Oh well… I’ll be there next week too. Hopefully that will be better, also because I’m attending a workshop where I’ll have a chance of learning a little bit of Swiss-German. I can already understand some of it, but it would be cool to understand more!

5 Comments

  1. Max:

    Mmm the German language. Fun, isn’t it? ;-)

    Although you may not feel that you’re progressing, conversation - even with other beginners - is very valuable, and in many ways more use than learning grammar and vocab.

    The most important skill in a language (for survival, anyway) is learning to make yourself use it! By talking to others who are not native speakers, you are unlikely to be overwhelmed by the level of the language. Talking with natives is much harder. You’re quite right, you’ll make mistakes, but at the same time you’ll get used to the flow and feel of the language, so that you can better learn from interaction with the rest of society once you’re released from the course.

    Learning a language takes time and practice and hard work. German is especially hard work - complex grammar and syntax. But that’s part of the fun!

    As a random aside, I was taught German for a year by Andrea Dlaska, who is now the director of the Sprachenzentrum at ETH..

  2. Martin:

    You’re of course right, practice is the only way to learn a language. It’s just that I feel that I already know fairly many German words and can understand it fairly well.

    But everytime I try to write something I notice that I cannot remember anything about the grammar system. The joke is that I’ve had three years of German classes in the Danish school and after that two years in the gymnasium (high-school) and I could go through this without learning these rules.

    I understand that I probably didn’t learn it then because I never really liked German as a school subject. But now I suddenly have a desire to learn this, and I have voluntered to spend seven hours each day in this course, expecting to learn this stuff. So that is why I’m disappointed: I had expected that I would now finally force myself to sit down and learn the rules.

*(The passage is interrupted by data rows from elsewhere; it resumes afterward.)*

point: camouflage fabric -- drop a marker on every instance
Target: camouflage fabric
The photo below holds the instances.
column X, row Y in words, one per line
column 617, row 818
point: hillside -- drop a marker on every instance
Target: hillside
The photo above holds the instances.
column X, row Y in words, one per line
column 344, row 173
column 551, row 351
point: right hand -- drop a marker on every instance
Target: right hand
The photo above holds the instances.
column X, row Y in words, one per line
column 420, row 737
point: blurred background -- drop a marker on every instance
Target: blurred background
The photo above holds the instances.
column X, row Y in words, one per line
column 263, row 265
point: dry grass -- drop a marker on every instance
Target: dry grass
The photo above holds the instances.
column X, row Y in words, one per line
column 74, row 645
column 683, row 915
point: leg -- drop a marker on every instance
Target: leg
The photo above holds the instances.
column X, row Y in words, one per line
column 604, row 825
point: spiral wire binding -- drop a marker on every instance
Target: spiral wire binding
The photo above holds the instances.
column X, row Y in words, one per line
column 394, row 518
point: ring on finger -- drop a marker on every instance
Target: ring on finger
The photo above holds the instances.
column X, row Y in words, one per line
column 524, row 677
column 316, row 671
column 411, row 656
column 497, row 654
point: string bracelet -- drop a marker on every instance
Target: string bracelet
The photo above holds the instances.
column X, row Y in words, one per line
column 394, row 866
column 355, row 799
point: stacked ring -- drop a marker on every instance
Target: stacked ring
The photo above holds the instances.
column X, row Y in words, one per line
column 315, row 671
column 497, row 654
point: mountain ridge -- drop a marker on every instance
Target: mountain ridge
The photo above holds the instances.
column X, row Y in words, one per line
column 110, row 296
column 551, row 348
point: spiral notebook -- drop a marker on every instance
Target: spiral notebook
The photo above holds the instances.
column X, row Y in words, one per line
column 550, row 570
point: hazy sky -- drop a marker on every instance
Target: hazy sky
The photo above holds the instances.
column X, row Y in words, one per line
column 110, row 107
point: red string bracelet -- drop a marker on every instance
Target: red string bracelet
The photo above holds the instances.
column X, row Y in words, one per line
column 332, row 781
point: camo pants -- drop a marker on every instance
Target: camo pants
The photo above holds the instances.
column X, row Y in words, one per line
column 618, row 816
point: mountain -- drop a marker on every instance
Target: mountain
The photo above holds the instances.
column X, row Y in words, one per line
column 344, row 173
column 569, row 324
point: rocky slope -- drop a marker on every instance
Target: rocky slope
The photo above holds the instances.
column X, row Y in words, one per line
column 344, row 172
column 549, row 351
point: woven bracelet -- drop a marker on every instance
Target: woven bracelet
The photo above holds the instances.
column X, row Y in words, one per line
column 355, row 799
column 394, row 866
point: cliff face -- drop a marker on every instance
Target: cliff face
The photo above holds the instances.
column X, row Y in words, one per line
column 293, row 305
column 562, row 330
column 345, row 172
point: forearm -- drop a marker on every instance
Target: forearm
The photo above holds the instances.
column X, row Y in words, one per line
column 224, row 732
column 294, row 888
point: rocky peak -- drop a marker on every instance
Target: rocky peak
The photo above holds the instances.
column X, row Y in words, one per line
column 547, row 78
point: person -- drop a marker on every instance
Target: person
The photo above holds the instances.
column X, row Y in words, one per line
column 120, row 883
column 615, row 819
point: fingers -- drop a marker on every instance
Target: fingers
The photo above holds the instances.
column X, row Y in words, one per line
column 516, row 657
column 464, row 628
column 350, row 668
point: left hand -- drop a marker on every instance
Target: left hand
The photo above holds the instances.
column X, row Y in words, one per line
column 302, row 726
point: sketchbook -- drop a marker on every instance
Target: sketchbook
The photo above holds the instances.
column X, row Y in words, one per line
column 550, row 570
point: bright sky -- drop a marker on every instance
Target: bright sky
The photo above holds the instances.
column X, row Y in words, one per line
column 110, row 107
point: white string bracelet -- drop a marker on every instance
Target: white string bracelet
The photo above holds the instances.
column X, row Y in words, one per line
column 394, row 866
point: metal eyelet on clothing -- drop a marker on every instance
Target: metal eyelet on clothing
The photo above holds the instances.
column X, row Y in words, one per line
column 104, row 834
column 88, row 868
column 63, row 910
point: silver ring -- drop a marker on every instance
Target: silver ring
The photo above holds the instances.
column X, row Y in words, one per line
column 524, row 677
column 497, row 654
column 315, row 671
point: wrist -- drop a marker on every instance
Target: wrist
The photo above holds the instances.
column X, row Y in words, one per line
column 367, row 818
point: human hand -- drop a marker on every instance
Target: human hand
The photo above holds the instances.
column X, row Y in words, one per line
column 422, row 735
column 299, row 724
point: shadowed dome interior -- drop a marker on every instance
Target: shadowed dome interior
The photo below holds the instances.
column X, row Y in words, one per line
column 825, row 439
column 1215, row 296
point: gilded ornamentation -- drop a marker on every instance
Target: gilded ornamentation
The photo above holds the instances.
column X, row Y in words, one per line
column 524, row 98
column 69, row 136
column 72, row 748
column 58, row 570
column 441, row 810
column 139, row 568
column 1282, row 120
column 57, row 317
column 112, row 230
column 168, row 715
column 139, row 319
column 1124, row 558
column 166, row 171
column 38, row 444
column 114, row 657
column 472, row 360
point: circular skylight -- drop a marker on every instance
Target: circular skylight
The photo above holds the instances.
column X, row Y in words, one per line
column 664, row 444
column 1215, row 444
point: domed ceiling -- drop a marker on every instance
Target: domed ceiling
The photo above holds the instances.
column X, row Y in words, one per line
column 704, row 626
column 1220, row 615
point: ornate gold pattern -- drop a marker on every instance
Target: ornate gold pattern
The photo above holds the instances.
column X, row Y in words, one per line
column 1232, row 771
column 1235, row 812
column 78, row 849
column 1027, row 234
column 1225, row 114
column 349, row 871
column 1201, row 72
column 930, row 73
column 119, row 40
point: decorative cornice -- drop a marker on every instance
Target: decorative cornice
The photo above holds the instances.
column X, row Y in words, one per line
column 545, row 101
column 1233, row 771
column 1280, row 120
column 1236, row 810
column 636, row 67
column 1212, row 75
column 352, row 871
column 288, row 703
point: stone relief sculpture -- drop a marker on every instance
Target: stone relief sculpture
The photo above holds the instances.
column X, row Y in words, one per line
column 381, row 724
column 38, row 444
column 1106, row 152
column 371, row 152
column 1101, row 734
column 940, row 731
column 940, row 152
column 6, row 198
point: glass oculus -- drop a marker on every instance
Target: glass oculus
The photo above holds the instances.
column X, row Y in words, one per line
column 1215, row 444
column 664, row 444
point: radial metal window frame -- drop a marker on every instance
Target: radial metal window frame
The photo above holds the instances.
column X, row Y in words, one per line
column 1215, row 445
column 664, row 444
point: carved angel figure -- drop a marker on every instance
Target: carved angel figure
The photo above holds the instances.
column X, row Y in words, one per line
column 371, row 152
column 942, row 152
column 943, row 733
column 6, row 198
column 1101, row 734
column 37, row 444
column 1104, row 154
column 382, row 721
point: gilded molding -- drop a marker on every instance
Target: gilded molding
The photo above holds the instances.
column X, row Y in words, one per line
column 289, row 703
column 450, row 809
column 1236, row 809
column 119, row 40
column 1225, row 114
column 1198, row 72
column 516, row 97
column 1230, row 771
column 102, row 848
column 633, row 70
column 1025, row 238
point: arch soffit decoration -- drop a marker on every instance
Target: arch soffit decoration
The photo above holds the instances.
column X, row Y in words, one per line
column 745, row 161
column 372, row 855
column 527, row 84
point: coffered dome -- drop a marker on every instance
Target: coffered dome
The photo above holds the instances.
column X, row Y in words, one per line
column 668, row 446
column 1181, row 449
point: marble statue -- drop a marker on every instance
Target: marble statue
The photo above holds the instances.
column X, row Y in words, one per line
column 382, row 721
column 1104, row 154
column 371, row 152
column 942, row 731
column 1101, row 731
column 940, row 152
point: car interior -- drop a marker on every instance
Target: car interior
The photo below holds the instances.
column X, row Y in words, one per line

    I haven’t met Andrea Dlaska, but I can see that I could if I would take some of the more advanced German courses through the sememster. Last week I was tought by Ueli Bachmann both in the normal class and in the afternoon workshop. Next week I’ll have another teacher for the workshops.

  3. Martin:

    Commenting on my own comment…

    I’m not saying that Ueli Bachmann is a bad teacher, not at all. It was clear that our week was carefully planned, and that the activities on each day were planned as well so that we, for example, started out with reading a text about Emotional Intelligence, then discussed the differences between academic and non-academic people, and finished off by writing a poster with a job offering for a university, where we exactly had to describe the EI and academic qualities we expected from the applicant.

    So the course is well-planned, it’s just planned for something different than what I expected.

  4. Evan Rude:

    It is no wonder what a great challenge it must have been for you to try and grasp the German language, since you apperently (based on your above grammer) have not grasped the english language. I hope for your sake that english is a second language as well.

  5. Martin Geisler:

    Don’t worry, English is a second language, as you’ve guessed :-) My mothertongue is Danish.

    I started learning English at some point in primary school, I guess in the fifth grade. From the seventh to the ninth grade we have either German or French, and I choose German. I continued with German for two years in our gymnasium (I think it’s somewhat like High School in the US).

    In the third (and final) year of the gymnasium I could have had English, but I choose Computer Science instead. I think that was a bit of a mistake, since I already knew too much about CS — and with all the English I write every day I would have liked to have a more deep knowledge about English grammar.

    I’ve re-read the post again, and I agree that it’s not the most beautiful piece of English litterature ever published :-) I’ve corrected some mistakes I found, I hope it’s better now — please point out any big mistakes left back so that I can get rid of those too!